1st q.  will there be much gained doing this or should I just re- pot the whole thing straight into the bigger pot.
2nd q.  will a 5 gallon pot even come close to emulating a outdoor grow or if I want to see some big result just find a out the way place and dig it into the ground?  I have a place but its quite sheltered from a tree.  what would be better keep it in as much sun as possible or dig it in a sheltered place.?


 This is a 'big bomb'  its suposed to give a really high yield outdoors  but I need to move them easily. right now its still very small dispite being 54 days old.. the poor thing was the only one to survive and was nursed back to health from what looked like certain death. ( left them in the sun as seedlings and they got fried.)


----------



## epicstuff (Oct 18, 2012)

having problem s uploading pics


----------



## randm999 (Oct 18, 2012)

Outdoors I use 45 gal. smart pots. I used to use the smaller pots outdoors and found that 45 gal. is the minimum size for replicating ' in the ground' type growing conditions. I have grown outdoors with 5 gal pots and got a decent yield from them ( about a 4 ft. plant ) and the 30 gal smart pots as well. But the root restrictions in a smaller pot make for a smaller plant. This is all dependant on what you feed the plants as well as strain of coarse, as I have seen decent yeilds from smaller pots with a strong feeding regime as well.


----------



## epicstuff (Oct 19, 2012)

Thanks thats alot bigger than I was expecting  that deosnt sound to movevable unless you keep them on a trolly of some kind.. geuss its all about finding the best compromize..   is there am equation that can be used to determing the increased amount of yeild  by the volume of pot.

 ie  each time you double the pot volume you increase the yeild by 20% or something like that? or is there just too many variables?

back to one of my questions  would sacrificing some sun by planting in a shady out the way place ( bareing in mind I'm in the tropics and the sun is blindingly strong) would the gain from planting in the ground be worth it? for its unlimited root extention.


----------



## Canelo_Kid (Oct 21, 2012)

In containers 45-65 gallons you can grow 8' plants, in the ground in a 100 gallon hole plants can reach up to 12', producing 5-7 pounds of cleaned buds.

I have developed three grades from sativa, Sonoran White, Sonoran Red and Sonoran Grande. My largest Grande plant exceed 12' high with over 8' bottom branches.

attached is an example of a 9' plant plus pictures of buds from the Sonoran strains.


----------



## Canelo_Kid (Oct 21, 2012)

epicstuff said:
			
		

> ie each time you double the pot volume you increase the yeild by 20% or something like that? or is there just too many variables?


I have found that height isn't everything, the total bulk is what's important. I get a 2 to 1 ratio of Buds to leave/shake per pound.

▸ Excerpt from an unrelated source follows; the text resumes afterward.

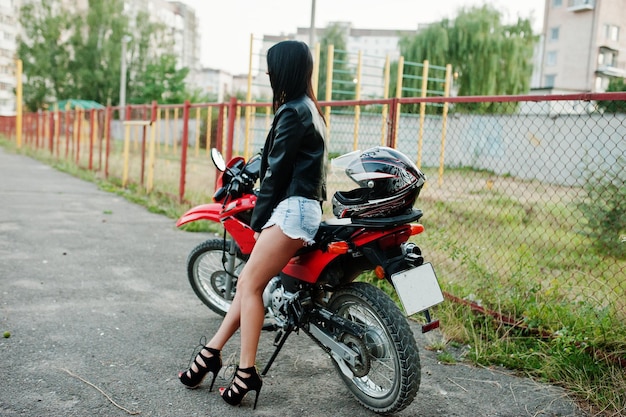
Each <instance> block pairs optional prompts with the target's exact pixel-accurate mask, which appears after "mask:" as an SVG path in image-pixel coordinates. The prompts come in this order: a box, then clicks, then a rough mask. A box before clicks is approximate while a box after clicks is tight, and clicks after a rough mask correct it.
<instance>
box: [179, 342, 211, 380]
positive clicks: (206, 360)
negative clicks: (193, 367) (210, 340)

Most large palmate leafs first yellow and then fall off during flowering. Leaving all useable marijuana less the trunk and branches. Branches range about 35% of the total weight of a harvested plant. After drying and cleaning the weight of the Buds and leaf/shake equal about 55% of the harvested weight. Drying and curing the plants loose about 10% water weight.


----------



## Canelo_Kid (Oct 21, 2012)

Sonoran Grande Red

Bigger can mean better, very high THC content (22%)


----------



## ziggyross (Oct 21, 2012)

I grew most of my plants in 28 gal buckets this year. The tallest of these was about 4 ft. In comparison the one plant I did grow in the ground is over 9 ft tall.


----------



## Canelo_Kid (Oct 22, 2012)

If there is any way possible grow in the ground, outside in direct sun light. My plants were cultivated at 5,000 in southeastern Arizona, windy, monsoons and lots of direct sunlight. I don't add anything chemically to the soil, I just take two years and let the soil cook. I use horse stable cleanings, gypsum, chipped assorted yard clippings and soil, mixed and piled in 3 foot high mounds. The soil is replaced every year.

Plants need room, 6 to 10 foot apart. This year after plants started to mature I didn't water them from July 2nd until harvest in late September and early October. The Indica rich plants were harvested early in September. 

I have a legal growing area and have two Cultivation permits, next year I will have 4 permits as a caregiver and will grow up to 48 plants. This year even though I had permission for 24 plants after pulling the males and a few hermies I ended up with 16 plants.

Luckily I have about 1/2 acre fenced and protected according to Arizona Cultivation laws so my plants will have plenty of room.

*GROW OUTSIDE IN THE GROUND*


----------



## epicstuff (Oct 22, 2012)

some beautiful    weed , how you can wait 2 years ..


----------